Suricata config problem IPS

Help
1

Hi Com!

I am glad here is a Com for help! I’ve seen there are some other threads with kinda similar Problem but there is no thread which specially got my Setup and Options I’ve already tried, so I hope its okay opening a personalized one for mine.

I would like to set up Suricata as IPS, I tried now several options, configs and YouTube Tutorials but I am not able to get it running. Hopefully you can help me out!

General Infos:

System:

  • Ubuntu Server on an HPE ProLiant DL120 Gen 9
  • 2x 10GB Ethernet Ports specific for IPS
  • 2x Mgmg Ports for acting beside the IPS Ports

Suricata:

  • Version 7.0.7
  • Rules are the current one getting with suricata-update.
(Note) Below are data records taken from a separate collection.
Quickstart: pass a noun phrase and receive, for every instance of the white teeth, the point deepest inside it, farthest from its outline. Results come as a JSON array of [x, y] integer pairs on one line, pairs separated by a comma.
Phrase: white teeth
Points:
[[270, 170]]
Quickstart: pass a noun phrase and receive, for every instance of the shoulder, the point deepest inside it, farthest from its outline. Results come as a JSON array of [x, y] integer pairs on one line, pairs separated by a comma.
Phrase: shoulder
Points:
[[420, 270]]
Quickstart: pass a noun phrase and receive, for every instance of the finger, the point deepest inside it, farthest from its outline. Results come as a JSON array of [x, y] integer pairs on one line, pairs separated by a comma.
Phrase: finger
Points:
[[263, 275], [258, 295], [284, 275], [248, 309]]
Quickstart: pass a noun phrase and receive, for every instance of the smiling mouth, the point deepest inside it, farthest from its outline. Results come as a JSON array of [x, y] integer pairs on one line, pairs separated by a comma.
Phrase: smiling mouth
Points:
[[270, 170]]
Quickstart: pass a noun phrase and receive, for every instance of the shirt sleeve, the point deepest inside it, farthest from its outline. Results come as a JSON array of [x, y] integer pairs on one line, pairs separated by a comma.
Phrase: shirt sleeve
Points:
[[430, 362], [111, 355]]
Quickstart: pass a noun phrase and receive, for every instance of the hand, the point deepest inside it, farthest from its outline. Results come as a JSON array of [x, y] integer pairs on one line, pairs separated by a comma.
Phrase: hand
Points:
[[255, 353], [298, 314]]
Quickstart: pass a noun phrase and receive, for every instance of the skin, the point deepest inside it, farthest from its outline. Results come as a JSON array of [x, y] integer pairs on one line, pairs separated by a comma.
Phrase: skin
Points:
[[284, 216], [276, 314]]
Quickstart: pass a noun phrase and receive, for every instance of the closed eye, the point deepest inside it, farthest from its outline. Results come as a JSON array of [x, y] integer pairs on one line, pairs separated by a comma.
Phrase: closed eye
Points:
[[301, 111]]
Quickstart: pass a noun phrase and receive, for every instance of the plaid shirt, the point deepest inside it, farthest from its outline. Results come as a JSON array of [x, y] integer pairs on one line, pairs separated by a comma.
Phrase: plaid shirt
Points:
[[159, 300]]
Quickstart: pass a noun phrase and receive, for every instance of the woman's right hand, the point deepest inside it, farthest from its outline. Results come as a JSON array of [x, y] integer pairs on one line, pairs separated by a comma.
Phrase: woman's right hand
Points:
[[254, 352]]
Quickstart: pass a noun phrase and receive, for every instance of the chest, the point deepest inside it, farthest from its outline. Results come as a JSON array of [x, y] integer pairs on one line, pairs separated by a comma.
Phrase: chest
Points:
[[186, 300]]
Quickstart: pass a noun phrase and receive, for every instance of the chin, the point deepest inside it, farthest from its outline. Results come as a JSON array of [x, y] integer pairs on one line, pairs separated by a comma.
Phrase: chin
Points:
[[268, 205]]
I would like to get the system running first, then add some specific rules. For basic setup, I researched, these rules are usable

Planned with ufw:

  • Version 0.36.2

Planned Network Setup:

  • The Ubuntu Server got one Interface (ens3f1) from the Server to my Switch on which my internal Network is managed.
  • The Ubuntu Server got another Interface (ens3f0) connected to my Router.
  • There is a DHCP and DNS Server running on the internal network, which is setting some static IPs for my Server running as well as the IPS

I tried until now:

For everything now I’ve temporary disabled ufw.

  1. Setting up the IPS on Layer 2 like on the documentation with both interfaces in the af-packet. I did the exact same basic setup like in the documentation written ofc just with the name of my interfaces. By checking systemctl status suricata, I could see, running in IDS Mode.
  2. Setting up IP Tables NFQUEUE, Activating system Forwarding and try to config Suricata here. iptables were set up with iptables -I FORWARD -i ens3f1 -o ens3f0 -J NFQUEUE --queue-num 0 as well as to the other side. Suricata was started by suricata -c /etc/suricata/suricata.yaml -q 0 nothing happend. NFQ mode in the yaml was accepted, as the options directly below in different combinations (since I’ve seen several options, I tried a few ones), LISTENMODE was set to nfqueue
  3. I set up a bridge between this two interfaces and tried the af-packet config here, nothing brought that software into IPS mode.

To start learning more about how it works I would prefer the simplest setup in my mind by using af-packet. In the Attachment you may have a look at my yaml. If I’ve got the correct information, there is no forwarding or other bridge needed, if I config the af-packet with both interfaces since suricata takes part of the bridging. Also I read about the interfaces dont need an IP so I changed this too (I tried with and without IP). The LISTENMODE is configured with af-packet, nothing else changed in the default config for Suricata.
I am not sure whether it is a problem that my router gets his static IP from the DHCP or not.

I just need to know if you need any other configs or informations, will post them soon.

Greetings
suricata.yaml (84.1 KB)

2

Hi there,

thanks for sharing all that info.

Could you please share the output resulting of when you run Suricata, along with the command used?

Sometimes, some of the log messages may help us.

3

Good Morning from Germany!

I am not sure what has changed this morning, something did. Yesterday I was not even able to get through this server accessing the Internet, today morning it is possible and I changed nothing since yesterday. I attached some screens.

I am not sure if it’s working now or not. In my sysctl screen you can see suricata running in IDS. In the fast.log you can see there is a icmp drop. So is it running now in IPS?

Do you need an further logs? Tell me which one, I will act as fast as possible.

Thanks a lot!

fast_suri
fast_suri1540×197 56.3 KB

sysctl_suri
sysctl_suri989×267 35.7 KB

4

Provide the suricata.log file in that case to see the full log.